22 En wanneer het toekomstige geslacht, uw zonen die na u opstaan, en de buitenlander, die uit een ver land is gekomen, de plagen van dit land zullen zien, en de ziekten, waarmee Jahweh het teistert, dan zullen ze zeggen:
The generation to come, your children who will rise up after you, and the foreigner who comes from a distant land, will speak when they see the plagues on this land and the diseases with which Yahweh has made it sick—
23 Heel het land is zwavel en zout en een brandende puinhoop; niets kan er worden gezaaid, niets schiet er op en geen kruid kan er groeien; het is een verwoesting als van Sodoma en Gomorra, Adma en Seboïm, die Jahweh in zijn gramschap en woede ten onderste boven gekeerd heeft.
and when they see that the whole land has become sulfur and burning salt, where nothing is sown or bears fruit, where no vegetation grows, like the overthrow of Sodom and Gomorrah, Admah and Zeboyim, that Yahweh destroyed in his anger and wrath—
24 En als al de volken zullen vragen: Waarom heeft Jahweh dit land zo behandeld, en waarom is deze grimmige toorn ontstoken?
they will say together with all the other nations, 'Why has Yahweh done this to this land? What does the heat of this great anger mean?'
25 Dan zal men antwoorden: "Omdat zij het Verbond van Jahweh, den God hunner vaderen, hebben verzaakt, dat Hij met hen had gesloten, toen Hij hen uit het land van Egypte leidde;
Then people will say, 'It is because they abandoned the covenant of Yahweh, the God of their ancestors, that he made with them when he brought them out of the land of Egypt,
26 omdat zij vreemde goden hebben gevolgd en gediend, en goden hebben vereerd, die zij niet hadden gekend, en die Hij hun niet had gegeven:
and because they went and served other gods and bowed down to them, gods that they had not known and that he had not given to them.
27 daarom is de toorn van Jahweh losgebarsten over dit land, en heeft Hij alle vervloekingen er over uitgestort, die in dit boek staan beschreven;
Therefore the anger of Yahweh has been kindled against this land, so as to bring on it all the curses that are written in this book.
28 daarom heeft Jahweh ze in zijn toorn en gramschap en zijn grimmige woede weggerukt van hun grond, en ze weggeslingerd naar een ander land, waar ze heden nog zijn!"

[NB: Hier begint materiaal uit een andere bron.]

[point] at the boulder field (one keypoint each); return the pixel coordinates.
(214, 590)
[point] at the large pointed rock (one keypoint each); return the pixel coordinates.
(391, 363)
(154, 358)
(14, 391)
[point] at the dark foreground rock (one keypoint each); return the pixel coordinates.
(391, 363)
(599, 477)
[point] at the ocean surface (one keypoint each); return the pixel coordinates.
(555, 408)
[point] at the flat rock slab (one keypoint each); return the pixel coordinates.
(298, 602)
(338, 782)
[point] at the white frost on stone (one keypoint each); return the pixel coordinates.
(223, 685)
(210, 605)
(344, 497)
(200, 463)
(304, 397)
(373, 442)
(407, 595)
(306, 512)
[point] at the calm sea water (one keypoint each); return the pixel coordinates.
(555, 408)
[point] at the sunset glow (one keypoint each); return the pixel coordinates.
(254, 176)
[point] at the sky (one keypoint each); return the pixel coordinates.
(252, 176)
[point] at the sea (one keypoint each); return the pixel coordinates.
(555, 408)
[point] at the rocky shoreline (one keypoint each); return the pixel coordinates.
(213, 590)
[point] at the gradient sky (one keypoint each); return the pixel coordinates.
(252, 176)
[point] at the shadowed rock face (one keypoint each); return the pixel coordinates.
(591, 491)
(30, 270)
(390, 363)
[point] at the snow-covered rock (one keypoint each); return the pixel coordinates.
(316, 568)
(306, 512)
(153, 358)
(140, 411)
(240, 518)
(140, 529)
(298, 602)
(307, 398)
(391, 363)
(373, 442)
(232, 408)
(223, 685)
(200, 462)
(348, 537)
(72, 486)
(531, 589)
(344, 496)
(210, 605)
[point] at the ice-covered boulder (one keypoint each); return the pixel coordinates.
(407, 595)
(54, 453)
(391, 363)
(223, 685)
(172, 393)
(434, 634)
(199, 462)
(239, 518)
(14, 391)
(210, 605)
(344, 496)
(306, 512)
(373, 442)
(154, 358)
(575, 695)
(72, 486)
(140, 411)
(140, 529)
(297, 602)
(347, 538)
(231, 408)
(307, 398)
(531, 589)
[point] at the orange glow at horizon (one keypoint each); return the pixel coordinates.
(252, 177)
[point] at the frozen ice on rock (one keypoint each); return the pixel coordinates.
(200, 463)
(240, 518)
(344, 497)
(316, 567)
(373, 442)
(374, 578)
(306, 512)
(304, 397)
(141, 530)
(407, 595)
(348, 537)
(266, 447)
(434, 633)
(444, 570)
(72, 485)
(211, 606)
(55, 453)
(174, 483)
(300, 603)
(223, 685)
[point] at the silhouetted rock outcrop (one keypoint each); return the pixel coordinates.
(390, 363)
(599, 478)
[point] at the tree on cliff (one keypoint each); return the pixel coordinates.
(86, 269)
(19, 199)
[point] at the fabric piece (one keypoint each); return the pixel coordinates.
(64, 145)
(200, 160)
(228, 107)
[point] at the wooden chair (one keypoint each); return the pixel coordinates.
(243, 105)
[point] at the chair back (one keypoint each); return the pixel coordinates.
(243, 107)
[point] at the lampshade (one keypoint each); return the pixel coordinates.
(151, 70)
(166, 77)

Yahweh has uprooted them from their land in anger, in wrath, and in great fury, and has thrown them into another land, as today.'
29 Wat verborgen is, ligt bij Jahweh, onzen God; maar wat geopenbaard is, blijft eeuwig voor ons en onze kinderen van kracht, opdat wij alle woorden van deze Wet onderhouden.
The secret matters belong alone to Yahweh our God; but the things that are revealed belong forever to us and to our descendants, so that we may do all the words of this law.